In September, one of our new AmeriCorps service members, Amelia, introduced us to the concept of Brave Spaces. I’ve deeply appreciated the reframe from the “safe space” language I’d previously heard, and the reminder that grappling with issues of race in this country requires a great deal of bravery, commitment, and stamina.

Also, this fall, four members of our team participated in an excellent equity training provided by Youth Outside, fantastic leaders in advocating for culturally relevant and inclusive outdoor education and our full team of new AmeriCorps members once again participated in the 21 day racial equity habit building challenge.

When we launched ourselves into the 21 day racial equity habit building challenge for the first time  last spring, I’m not sure any of us fully appreciated how profoundly it would challenge us.  Nor do I think any of us clearly foresaw the trajectory of organizational growth and change it would inspire. And although it’s obvious, while embarking on critical conversations about equity is always challenging, the constraints and stresses related to the Covid-19 pandemic have compounded these challenges.  Zoom is not the ideal format for honest, scary conversations.

So where are we now? Although we’ve just scratched the surface of learning from available resources, we’ve also begun to turn more attention to what we will actually do with all we’re learning.

In September, we expanded Common Threads’ equity task force to include me and several board members.  Since then, the task force has divided itself into four working subcommittees focused on program, personnel, training, and communications/evaluation. 

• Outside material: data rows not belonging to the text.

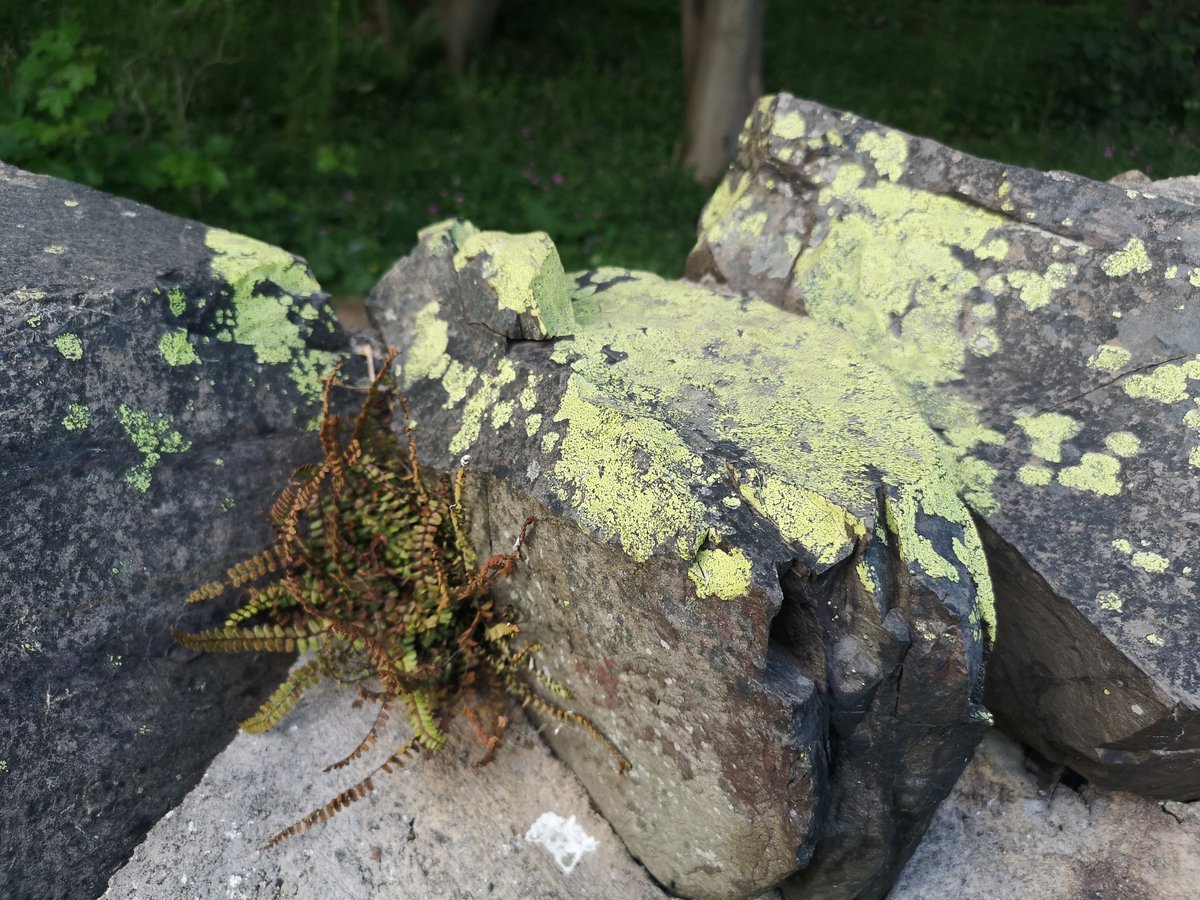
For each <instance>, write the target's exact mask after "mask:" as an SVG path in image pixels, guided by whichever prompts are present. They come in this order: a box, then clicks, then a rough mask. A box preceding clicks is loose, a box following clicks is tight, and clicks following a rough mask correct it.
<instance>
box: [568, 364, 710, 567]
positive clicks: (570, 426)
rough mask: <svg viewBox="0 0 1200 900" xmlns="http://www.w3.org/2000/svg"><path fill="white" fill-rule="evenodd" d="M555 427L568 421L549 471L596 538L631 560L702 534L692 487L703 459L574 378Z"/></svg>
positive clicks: (699, 475) (657, 426) (684, 445)
mask: <svg viewBox="0 0 1200 900" xmlns="http://www.w3.org/2000/svg"><path fill="white" fill-rule="evenodd" d="M554 421H556V422H563V421H565V422H569V427H568V428H566V431H565V434H564V436H563V440H562V448H560V451H559V458H558V462H557V463H556V466H554V480H556V492H557V493H558V494H559V497H560V498H562V499H564V500H566V502H569V503H570V504H571V506H574V508H575V509H577V510H580V512H581V514H582V516H583V518H584V521H587V523H588V524H590V526H592V527H593V528H595V529H596V532H598V533H599V534H600V535H601V538H604V539H606V540H613V539H616V540H618V541H619V542H620V546H622V548H623V550H624V551H625V553H628V554H629V556H630V557H632V558H634V559H635V560H636V562H644V560H647V559H649V558H650V556H652V554H653V553H654V551H655V550H656V548H658V547H660V546H662V545H664V544H667V542H673V541H674V539H676V538H677V536H678V535H679V534H680V533H689V534H695V533H698V532H700V530H702V529H707V523H706V518H707V516H706V508H704V504H703V503H702V502H700V500H698V499H697V498H695V497H692V494H691V490H690V482H691V481H692V480H694V479H696V478H700V476H701V475H702V473H703V468H704V467H703V463H702V461H701V458H700V457H698V456H697V455H696V454H695V452H692V450H690V449H689V448H688V446H686V444H684V442H683V439H682V438H680V437H679V434H678V433H676V431H674V430H672V428H671V427H668V426H667V425H665V424H664V422H661V421H659V420H656V419H650V418H646V419H642V418H634V416H628V415H623V414H622V413H620V412H618V410H616V409H612V408H611V407H610V406H608V403H607V398H606V397H605V396H604V395H602V392H599V391H598V390H596V388H595V385H593V384H590V383H589V382H588V380H587V379H584V378H581V377H580V376H577V374H572V376H571V377H570V379H569V380H568V383H566V390H565V391H564V394H563V397H562V402H560V403H559V408H558V413H557V414H556V415H554Z"/></svg>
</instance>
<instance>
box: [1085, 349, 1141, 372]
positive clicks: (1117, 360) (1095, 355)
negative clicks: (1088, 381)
mask: <svg viewBox="0 0 1200 900" xmlns="http://www.w3.org/2000/svg"><path fill="white" fill-rule="evenodd" d="M1132 355H1133V354H1130V353H1129V350H1127V349H1124V348H1123V347H1117V346H1115V344H1110V343H1105V344H1100V346H1099V347H1097V348H1096V353H1093V354H1092V355H1091V356H1088V358H1087V366H1088V368H1098V370H1100V371H1102V372H1117V371H1120V370H1122V368H1124V367H1126V366H1128V365H1129V359H1130V358H1132Z"/></svg>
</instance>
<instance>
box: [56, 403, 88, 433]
mask: <svg viewBox="0 0 1200 900" xmlns="http://www.w3.org/2000/svg"><path fill="white" fill-rule="evenodd" d="M89 425H91V410H89V409H88V407H86V406H85V404H84V403H68V404H67V414H66V415H65V416H64V418H62V427H64V428H66V430H67V431H83V430H84V428H86V427H88V426H89Z"/></svg>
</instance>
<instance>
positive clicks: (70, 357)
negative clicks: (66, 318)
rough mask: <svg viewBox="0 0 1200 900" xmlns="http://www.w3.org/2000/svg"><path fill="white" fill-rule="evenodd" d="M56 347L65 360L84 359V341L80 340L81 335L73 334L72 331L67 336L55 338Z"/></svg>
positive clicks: (55, 337) (68, 331)
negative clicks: (79, 339) (80, 340)
mask: <svg viewBox="0 0 1200 900" xmlns="http://www.w3.org/2000/svg"><path fill="white" fill-rule="evenodd" d="M54 346H55V347H56V348H58V350H59V353H61V354H62V356H64V358H65V359H68V360H80V359H83V341H80V340H79V335H74V334H71V332H70V331H68V332H66V334H65V335H59V336H58V337H55V338H54Z"/></svg>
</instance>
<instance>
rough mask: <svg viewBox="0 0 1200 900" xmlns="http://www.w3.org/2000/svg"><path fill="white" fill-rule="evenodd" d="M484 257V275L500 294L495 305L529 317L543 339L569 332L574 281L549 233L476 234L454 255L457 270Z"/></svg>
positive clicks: (492, 289)
mask: <svg viewBox="0 0 1200 900" xmlns="http://www.w3.org/2000/svg"><path fill="white" fill-rule="evenodd" d="M481 257H482V268H481V275H482V278H484V281H485V282H486V283H487V284H488V287H490V288H491V289H492V290H493V292H494V294H496V305H497V307H499V308H502V310H511V311H512V312H516V313H517V314H528V316H530V317H532V318H533V320H534V322H535V323H536V325H538V330H539V332H540V336H541V337H557V336H559V335H563V334H568V332H570V330H571V326H572V319H571V304H570V289H571V284H570V282H569V280H568V278H566V275H565V272H564V271H563V263H562V260H559V258H558V251H557V250H556V248H554V242H553V241H552V240H551V239H550V235H548V234H546V233H545V232H534V233H532V234H505V233H504V232H479V233H476V234H472V235H470V236H469V238H467V240H466V241H463V244H462V246H461V248H460V250H458V252H457V253H455V257H454V268H455V271H458V272H461V271H462V270H463V269H466V268H467V266H468V265H470V264H472V263H473V262H474V260H475V259H479V258H481Z"/></svg>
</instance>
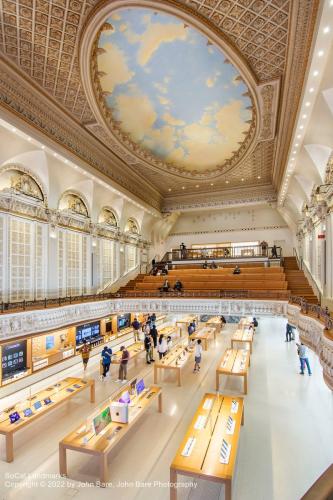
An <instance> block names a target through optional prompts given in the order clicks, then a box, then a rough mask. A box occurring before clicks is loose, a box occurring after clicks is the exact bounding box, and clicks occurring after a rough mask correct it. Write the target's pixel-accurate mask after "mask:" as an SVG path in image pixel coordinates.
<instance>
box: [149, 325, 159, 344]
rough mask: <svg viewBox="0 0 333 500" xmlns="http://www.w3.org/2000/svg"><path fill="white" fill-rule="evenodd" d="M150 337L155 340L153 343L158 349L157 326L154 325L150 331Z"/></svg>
mask: <svg viewBox="0 0 333 500" xmlns="http://www.w3.org/2000/svg"><path fill="white" fill-rule="evenodd" d="M150 335H151V336H152V339H153V342H154V347H155V349H156V347H157V337H158V333H157V329H156V326H155V325H153V326H152V327H151V330H150Z"/></svg>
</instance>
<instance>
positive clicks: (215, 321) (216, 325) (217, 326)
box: [206, 316, 223, 333]
mask: <svg viewBox="0 0 333 500" xmlns="http://www.w3.org/2000/svg"><path fill="white" fill-rule="evenodd" d="M206 326H210V327H213V328H215V329H216V333H220V332H221V330H222V328H223V323H222V322H221V318H219V317H218V316H214V318H210V319H209V320H208V321H206Z"/></svg>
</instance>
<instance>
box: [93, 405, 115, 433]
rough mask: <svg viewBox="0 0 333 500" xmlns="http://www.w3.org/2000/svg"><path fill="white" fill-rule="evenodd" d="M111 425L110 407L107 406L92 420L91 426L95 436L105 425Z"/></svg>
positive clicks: (101, 431)
mask: <svg viewBox="0 0 333 500" xmlns="http://www.w3.org/2000/svg"><path fill="white" fill-rule="evenodd" d="M110 423H111V413H110V407H109V406H108V407H107V408H105V410H103V411H102V413H100V414H99V415H98V416H97V417H95V418H94V420H93V424H94V429H95V434H96V435H97V434H99V433H100V432H102V430H103V429H105V427H106V426H107V425H109V424H110Z"/></svg>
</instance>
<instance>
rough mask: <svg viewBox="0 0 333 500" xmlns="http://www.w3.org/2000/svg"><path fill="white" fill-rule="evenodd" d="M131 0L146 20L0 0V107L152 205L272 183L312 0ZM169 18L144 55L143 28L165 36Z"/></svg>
mask: <svg viewBox="0 0 333 500" xmlns="http://www.w3.org/2000/svg"><path fill="white" fill-rule="evenodd" d="M134 3H135V5H139V4H140V5H141V6H142V7H144V8H146V9H149V8H153V9H154V11H155V12H157V15H154V12H153V15H150V16H149V15H148V17H147V18H146V21H147V22H146V24H144V22H145V21H144V17H145V16H146V15H147V13H145V12H143V11H142V12H141V13H140V16H141V20H140V19H139V22H138V23H137V22H136V20H135V19H133V16H135V15H137V13H135V12H134V9H130V10H128V9H126V10H123V8H124V7H126V6H127V7H128V6H130V5H131V4H133V2H126V1H125V0H114V1H113V2H110V1H106V0H101V1H99V0H0V50H1V51H2V53H3V55H4V56H5V60H4V61H3V62H2V63H1V64H2V67H1V68H0V69H1V76H0V80H1V81H0V83H1V86H0V87H1V89H2V92H1V95H0V105H1V106H2V107H3V108H4V109H6V111H8V110H9V111H11V112H14V113H15V114H16V115H19V116H22V118H23V119H24V121H25V122H29V123H30V124H32V125H34V126H38V127H39V129H41V130H43V132H44V133H45V134H47V135H48V136H49V137H50V138H51V139H54V140H56V141H58V142H59V143H62V144H63V145H64V147H66V148H67V149H70V150H71V151H73V152H74V153H75V154H76V155H78V156H80V157H81V158H82V159H83V160H85V161H87V162H88V163H89V164H90V165H92V166H93V167H95V168H97V169H99V170H101V171H102V172H103V173H104V174H106V175H108V176H109V177H110V178H112V179H114V180H115V181H116V182H118V183H119V184H121V185H122V186H124V187H126V188H127V189H129V190H131V191H132V192H133V193H135V194H137V195H138V196H140V197H142V199H144V200H145V201H148V202H150V203H152V204H153V205H154V206H156V207H158V206H159V207H160V206H161V205H162V206H163V203H167V205H168V206H169V207H172V204H173V202H175V203H177V204H178V205H179V204H180V203H181V202H180V200H181V199H182V197H183V198H184V200H185V198H186V199H189V195H190V193H192V192H193V191H194V192H195V197H196V200H197V199H198V198H200V197H201V198H202V200H203V201H204V200H205V199H207V196H211V197H214V198H216V199H218V198H219V197H222V198H224V197H227V196H228V193H229V192H230V189H233V196H234V193H235V192H236V191H235V190H237V192H238V191H239V196H240V197H241V196H242V193H243V194H244V190H245V187H244V188H243V186H245V185H246V190H247V192H248V189H249V187H251V186H253V187H255V188H256V189H257V188H258V187H260V186H261V190H262V192H263V194H264V193H265V190H266V192H270V193H272V191H273V190H274V189H276V187H277V186H278V184H279V182H280V177H281V172H282V170H283V168H284V158H285V155H286V153H287V147H288V144H289V141H290V137H291V131H292V127H293V123H294V119H295V116H296V112H297V104H298V100H299V97H300V93H301V89H302V83H303V78H304V74H305V70H306V64H307V58H308V55H309V51H310V45H311V40H312V35H313V29H314V24H315V20H316V14H317V9H318V1H317V0H308V1H306V2H304V1H302V0H293V2H291V1H290V0H237V1H236V0H233V1H232V0H168V1H166V0H154V1H152V0H141V1H138V2H134ZM117 12H118V16H123V18H122V19H117V18H113V19H112V16H114V17H115V16H116V17H117ZM175 16H176V17H175ZM148 18H149V20H148ZM107 23H109V24H110V25H111V29H109V30H107V29H106V30H104V31H100V30H102V29H103V27H104V28H105V27H107V26H108V24H107ZM125 25H126V28H125ZM156 25H159V28H158V29H157V28H156ZM169 25H173V26H174V30H175V32H176V34H173V35H170V38H169V39H168V41H161V42H160V43H159V44H158V46H156V45H155V49H154V51H153V52H149V50H148V52H146V53H145V51H144V50H143V49H144V47H145V46H147V45H149V41H150V42H152V40H153V41H154V36H153V34H151V35H150V37H151V38H149V31H148V30H149V29H150V30H152V31H153V30H154V29H155V30H156V31H158V35H161V36H162V32H163V30H166V29H167V27H168V26H169ZM154 26H155V28H154ZM177 30H178V31H177ZM160 31H161V33H160ZM131 36H132V39H131ZM96 37H97V38H96ZM157 38H158V37H157ZM147 40H148V43H147ZM152 43H153V42H152ZM89 44H90V45H89ZM195 44H197V45H195ZM87 48H89V51H87V50H86V49H87ZM100 49H102V50H100ZM117 50H118V53H117ZM104 51H105V52H104ZM193 51H195V52H194V53H195V57H193V55H192V54H193ZM120 52H121V57H119V53H120ZM142 53H143V56H142ZM140 54H141V56H142V57H143V59H140ZM84 58H85V59H86V61H84ZM121 59H122V62H121ZM168 60H169V62H168ZM225 60H227V61H228V64H226V63H225ZM140 61H141V63H145V64H140ZM124 63H126V64H124ZM296 63H297V66H296ZM295 67H297V71H294V70H293V69H294V68H295ZM125 70H126V71H127V73H128V74H127V76H128V79H127V80H125V81H123V82H122V83H119V82H118V83H116V84H115V81H114V80H113V79H114V78H115V79H116V80H117V78H118V80H119V75H121V74H122V71H125ZM145 70H146V71H145ZM147 70H148V72H147ZM126 71H125V73H126ZM149 71H150V73H149ZM133 73H134V74H133ZM219 73H221V74H219ZM117 75H118V76H117ZM238 75H240V77H238ZM95 76H98V78H95ZM125 76H126V75H125ZM22 77H24V78H22ZM122 77H123V78H125V77H124V74H123V75H122ZM233 82H234V83H236V85H234V84H233ZM15 85H17V88H14V87H15ZM25 85H26V86H27V87H26V88H25ZM166 85H167V87H166ZM226 85H230V89H226V88H224V87H225V86H226ZM19 86H20V88H18V87H19ZM98 86H100V88H101V89H102V93H103V92H104V93H103V95H102V101H101V100H100V98H101V96H100V95H99V94H98V93H97V92H95V91H96V90H98ZM92 88H94V92H91V89H92ZM165 90H167V92H165ZM41 91H42V92H41ZM45 92H46V93H45ZM244 94H245V95H244ZM142 95H145V96H146V99H145V98H143V99H140V98H139V97H142ZM28 96H29V99H28ZM48 97H49V98H51V99H52V101H53V102H52V103H51V102H50V106H52V109H53V106H55V107H54V110H55V111H56V112H54V113H53V116H52V120H53V126H52V125H51V123H49V122H50V121H51V117H50V116H47V117H46V115H45V113H46V112H45V109H46V108H47V105H46V103H47V99H48ZM167 101H169V102H167ZM249 103H251V104H249ZM228 106H229V108H228ZM250 106H252V107H251V109H246V108H248V107H250ZM42 107H43V109H42ZM39 108H40V109H39ZM105 108H106V109H105ZM168 108H169V109H168ZM221 110H222V111H223V113H224V114H223V113H222V120H221V121H220V122H219V120H218V113H219V111H221ZM33 113H35V115H38V116H37V118H38V119H37V118H36V116H33ZM149 114H150V120H149ZM207 115H208V116H207ZM209 115H210V116H209ZM46 118H48V123H47V124H46V123H45V122H46V121H47V120H46ZM250 120H252V121H251V124H250V123H247V122H248V121H250ZM36 122H38V123H36ZM229 129H230V130H229ZM247 138H248V140H246V139H247ZM244 145H245V146H244ZM166 172H167V175H166ZM163 199H164V200H165V201H164V202H163Z"/></svg>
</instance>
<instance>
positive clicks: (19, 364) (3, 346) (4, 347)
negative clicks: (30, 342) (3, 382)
mask: <svg viewBox="0 0 333 500" xmlns="http://www.w3.org/2000/svg"><path fill="white" fill-rule="evenodd" d="M1 366H2V378H3V379H6V378H8V377H10V376H11V375H12V374H14V373H16V372H20V371H23V370H25V369H26V367H27V342H26V340H21V341H19V342H13V343H11V344H6V345H3V346H2V356H1Z"/></svg>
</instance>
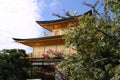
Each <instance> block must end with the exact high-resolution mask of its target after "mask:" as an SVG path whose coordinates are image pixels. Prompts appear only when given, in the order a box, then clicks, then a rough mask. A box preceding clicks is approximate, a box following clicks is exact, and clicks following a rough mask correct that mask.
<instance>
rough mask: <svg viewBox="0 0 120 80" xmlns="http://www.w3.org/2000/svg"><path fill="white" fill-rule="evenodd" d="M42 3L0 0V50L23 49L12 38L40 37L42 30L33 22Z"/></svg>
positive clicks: (41, 28)
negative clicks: (15, 48) (11, 48)
mask: <svg viewBox="0 0 120 80" xmlns="http://www.w3.org/2000/svg"><path fill="white" fill-rule="evenodd" d="M42 5H44V3H43V1H42V0H41V1H39V5H38V4H37V0H0V49H11V48H23V49H25V50H27V52H29V51H30V50H29V48H30V47H28V46H24V45H22V44H18V43H16V42H15V41H14V40H12V38H33V37H40V36H42V33H43V30H42V28H41V27H40V26H39V25H38V24H37V23H36V22H35V21H36V20H40V19H42V17H41V16H40V14H41V12H42V10H43V6H42Z"/></svg>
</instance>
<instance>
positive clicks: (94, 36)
mask: <svg viewBox="0 0 120 80" xmlns="http://www.w3.org/2000/svg"><path fill="white" fill-rule="evenodd" d="M84 4H85V5H86V6H89V7H91V9H92V11H93V15H90V14H87V15H82V16H80V17H78V24H77V25H76V24H70V25H69V27H68V32H67V34H65V40H66V45H67V46H69V47H70V46H74V47H75V50H77V54H75V55H72V56H66V57H65V58H64V60H63V61H62V62H61V63H60V64H59V68H61V69H62V70H63V71H64V72H65V74H64V75H63V77H66V79H67V80H120V2H119V0H98V1H97V2H96V3H95V4H94V5H91V4H88V3H85V2H84ZM98 6H100V7H101V10H102V11H101V10H97V8H98Z"/></svg>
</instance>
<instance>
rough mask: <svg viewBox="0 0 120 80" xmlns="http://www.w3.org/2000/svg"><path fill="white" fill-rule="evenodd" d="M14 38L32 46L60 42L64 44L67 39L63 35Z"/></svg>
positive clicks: (54, 43)
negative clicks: (31, 37)
mask: <svg viewBox="0 0 120 80" xmlns="http://www.w3.org/2000/svg"><path fill="white" fill-rule="evenodd" d="M13 40H15V41H16V42H19V43H22V44H24V45H28V46H31V47H34V46H47V45H58V44H64V43H65V40H64V39H63V38H62V36H61V35H57V36H47V37H40V38H30V39H18V38H13Z"/></svg>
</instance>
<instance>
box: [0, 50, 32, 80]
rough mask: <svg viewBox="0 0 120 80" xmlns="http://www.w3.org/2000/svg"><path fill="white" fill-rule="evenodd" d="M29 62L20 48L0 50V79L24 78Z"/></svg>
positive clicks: (22, 50) (19, 78)
mask: <svg viewBox="0 0 120 80" xmlns="http://www.w3.org/2000/svg"><path fill="white" fill-rule="evenodd" d="M30 65H31V64H30V62H29V60H28V59H27V54H26V53H25V51H24V50H20V49H11V50H9V49H5V50H2V51H0V80H26V78H27V77H28V69H29V68H30Z"/></svg>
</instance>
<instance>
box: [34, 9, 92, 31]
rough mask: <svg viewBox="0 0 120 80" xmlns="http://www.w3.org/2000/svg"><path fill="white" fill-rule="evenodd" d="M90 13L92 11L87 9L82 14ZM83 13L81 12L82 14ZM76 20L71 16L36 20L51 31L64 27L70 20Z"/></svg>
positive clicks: (69, 22)
mask: <svg viewBox="0 0 120 80" xmlns="http://www.w3.org/2000/svg"><path fill="white" fill-rule="evenodd" d="M88 13H90V14H92V11H91V10H90V11H88V12H86V13H84V15H86V14H88ZM82 15H83V14H82ZM79 16H81V15H78V16H76V17H79ZM75 21H76V20H75V19H73V18H64V19H57V20H49V21H36V22H37V23H38V24H39V25H40V26H42V27H43V28H45V29H47V30H49V31H52V30H53V29H57V28H65V27H67V26H68V24H69V23H70V22H75Z"/></svg>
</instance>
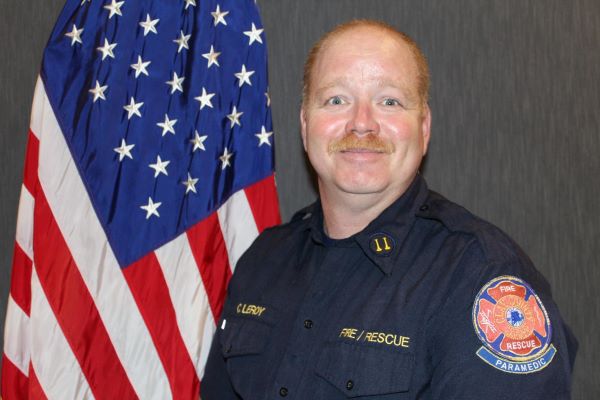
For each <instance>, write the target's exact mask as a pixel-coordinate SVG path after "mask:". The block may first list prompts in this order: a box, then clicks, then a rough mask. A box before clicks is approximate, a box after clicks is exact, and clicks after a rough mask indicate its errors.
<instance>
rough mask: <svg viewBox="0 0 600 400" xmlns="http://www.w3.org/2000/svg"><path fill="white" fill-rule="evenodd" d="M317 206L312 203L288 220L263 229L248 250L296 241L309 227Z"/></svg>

Our first step has been to discuss within each subcommittee what Common Threads should “keep doing, keep doing but differently, start doing, and stop doing” – a strategy recommended by Neha Sampat, of GenLead|BelongLab. Examples of things we’ve started doing differently:

  • Developed rubrics to screen for bias in hiring processes;
  • Attended to our communication methods: how both language (English, Spanish, etc) and communication platform (email vs. social media vs. in person) can impact how and with whom we’re communicating and to what degree those communications are successful; Reviewed our employee and AmeriCorps staff handbooks (e.g., removing gendered language and  making legal employment language more accessible).

Among our next steps will be to use the excellent Awake to Woke to Work resource provided by Equity in the Center to look at concrete steps that will keep us moving forward and hold us accountable to reflecting on our successes and our failures. We’ve also committed to participating in an Equity Book Club, the thoughtful brainchild of several of our AmeriCorps members.

As a nonprofit leader, I am committed to giving racial equity the time it so richly deserves while also tending to the other urgent tasks required to keep Common Threads’ operations viable.

As a white woman on my own learning journey, I humbly acknowledge that grappling with a history of white supremacy and white body advantage is raw and messy work.  I will continue to fail, offend, and disappoint – sometimes quite spectacularly.  When this happens, I will strive to learn from my mistakes, apologize well, take responsibility for the harm I have caused, and treat each new day as an opportunity to do better. I hope you will share recommendations for resources that would help us along the way!

Building a culture of equity requires consistent and committed effort. I wish us all  a soul-searching, gut-wrenching, thought-provoking, concrete goal-setting Black History Month and a commitment to learning about and addressing systemic racism throughout the year.